The government will initiate a contempt of court case against the Chief Election Commissioner (CEC) and members of the Election Commission of Pakistan (ECP) if they do not resign from their positions, government ministers said in a press briefing on Tuesday.
“We are working with the Attorney General of Pakistan, and if the ECP (members) does not resign, we will go for contempt of court proceedings against them,” Federal Minister for Science and Technology Fawad Chaudhry said while addressing media.
“We believe that the ECP (CEC and members) should go itself, otherwise we have legal options,” the minister warned.
He said that the commission is not serving its intended purpose, and cannot be deemed a credible body unless all political parties have faith in it.
“A disputed ECP cannot take matters forward,” Fawad Chaudhry said.
He was accompanied in the press briefing by Minister for Industries Hammad Azhar.
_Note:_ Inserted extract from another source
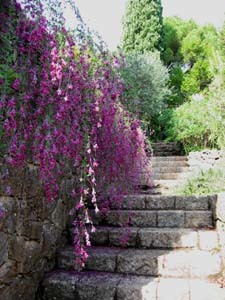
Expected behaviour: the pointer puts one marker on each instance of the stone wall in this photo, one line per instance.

The Pakistan Tehreek-e-Insaf (PTI) government has been at odds with the ECP since the Senate elections of March 3, when opposition candidates won the majority of senate seats. The loss of government candidate Dr Abdul Hafeez Sheikh against Syed Yusuf Raza Gilani, the joint candidate of the opposition alliance Pakistan Democratic Movement (PDM), at securing an important Islamabad seat also proved a setback for the ruling party.
The government alleges that the ECP failed to uphold the Supreme Court’s order advising the body to ensure transparent elections with the use of technology.
“It is the responsibility of the Election Commission to end corrupt practices from the electoral process and it can utilise technology in this regard,” said the apex court on March 1. The Supreme Court was opining on a presidential reference filed by the government for the use of open balloting in the senate elections. The court maintained that the polling take place through secret ballots.
Following the result of the elections, Prime Minister Imran Khan accused the ECP of contributing to the decay of democracy in the country by not preventing rigging in the Senate elections.
In response, the ECP issued a strong rebuttal maintaining that the Senate elections had been held as ordained under the Constitution and so criticism levelled against the body was unwarranted.
The government has since been calling for the resignation of ECP members for its failure to follow court orders and retain the confidence of all political parties.